There is a long history of presenting 3D content on the Web: For example,
three.js and Babylon JS
are WebGL frameworks that can process many different formats. Then there is
the model-viewer project which shows models
inline in a web page, and also allows users on some devices to see the 3D
object in augmented reality. And iOS Safari has the ability to navigate
directly to an augmented reality view with its
AR Quick Look feature.

However, there are cases where these current options cannot render content.
This is due to security restrictions or to technical limitations of <canvas>
(see below for more details on motivation).

The HTML <model> element aims to allow a website to embed interactive 3D models as
conveniently as any other visual media. Models are expected to be created by 3D authoring
tools or generated dynamically, but served as a standalone resource by the server.

Additionally, besides the simple display of a 3D model, the <model> element should have
support for interactivity and animations while presented within the page, and also support
more immersive experiences, such as augmented reality.

This proposal does not aim to define a mechanism that allows the creation of a 3D scene
within a browser using declarative primitives or a programmatic API.

The `HTMLModelElement`

The <model> element is a new
replaced HTML
element similar to <video> in that it is replaced visually by the content
of an external resource referenced via a <source> element. Like other
HTML elements, it can be styled using CSS.

The resource is resolved by selecting the first, most appropriate <source>
element with supported type and media attributes, allowing different versions of the same
resource in different formats to be specified. See the HTML specification for
the definition of
type and
media.

This is an example showing a 400px by 300px, allowing the browser to choose between a
USDZ
file and a glTF file, depending on what the browser supports.

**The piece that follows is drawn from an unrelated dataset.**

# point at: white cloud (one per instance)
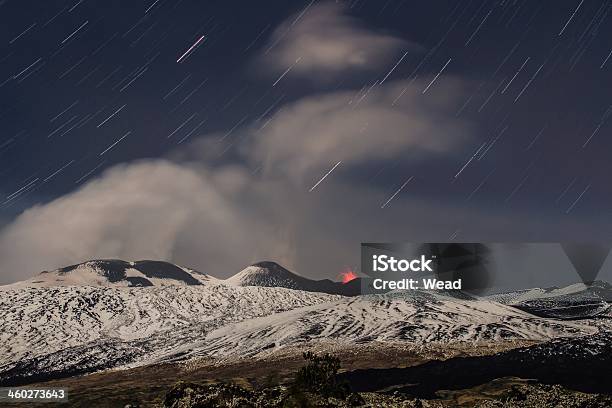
(307, 137)
(326, 42)
(201, 212)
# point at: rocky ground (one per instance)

<model style="width: 400px; height: 300px">
    <source src="assets/example.usdz" type="model/vnd.usdz+zip">
    <source src="assets/example.glb" type="model/gltf-binary">
</model>

Browsers may support direct manipulation of the <model> element while presented in the page. For example, a browser
may allow the model to be rotated or zoomed within the element's bounds without affecting the scrolling
position or zoom level of the page. To opt into this behavior, the author may use the interactive
HTML attribute.

The previous example can be augmented to allow interaction provided by the browser:

<model style="width: 400px; height: 300px" interactive>
    <source src="assets/example.usdz" type="model/vnd.usdz+zip">
    <source src="assets/example.glb" type="model/gltf-binary">
</model>

It is also possible that browsers support an animated presentation of the model, by running
animations defined in the source data. Such animations are not enabled by default, but can
be triggered on load by using the autoplay HTML attribute.

The original example can be augmented to allow for such animations:

<model style="width: 400px; height: 300px" autoplay>
    <source src="assets/example.usdz" type="model/vnd.usdz+zip">
    <source src="assets/example.glb" type="model/gltf-binary">
</model>

The interactive and autoplay attributes are not mutually exclusive and may be combined. A browser can
run a default animation that is suspended while the user interacts with the model and that is
automatically resumed after a period of inactivity.

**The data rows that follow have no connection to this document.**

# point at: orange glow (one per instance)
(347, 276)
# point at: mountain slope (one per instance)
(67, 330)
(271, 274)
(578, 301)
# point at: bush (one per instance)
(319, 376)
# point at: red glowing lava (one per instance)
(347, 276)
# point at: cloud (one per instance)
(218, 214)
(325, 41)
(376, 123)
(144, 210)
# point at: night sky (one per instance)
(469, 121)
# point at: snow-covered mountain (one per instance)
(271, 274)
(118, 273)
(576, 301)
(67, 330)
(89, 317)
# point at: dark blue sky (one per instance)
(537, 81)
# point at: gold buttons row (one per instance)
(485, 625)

As such, the original example can be augmented to allow for both animations and interactivity:

<model style="width: 400px; height: 300px" autoplay interactive>
    <source src="assets/example.usdz" type="model/vnd.usdz+zip">
    <source src="assets/example.glb" type="model/gltf-binary">
</model>

Like the <video>, the <model> element has an optional poster attribute that references
an image to be shown while the content is being loaded, or if the content fails to load.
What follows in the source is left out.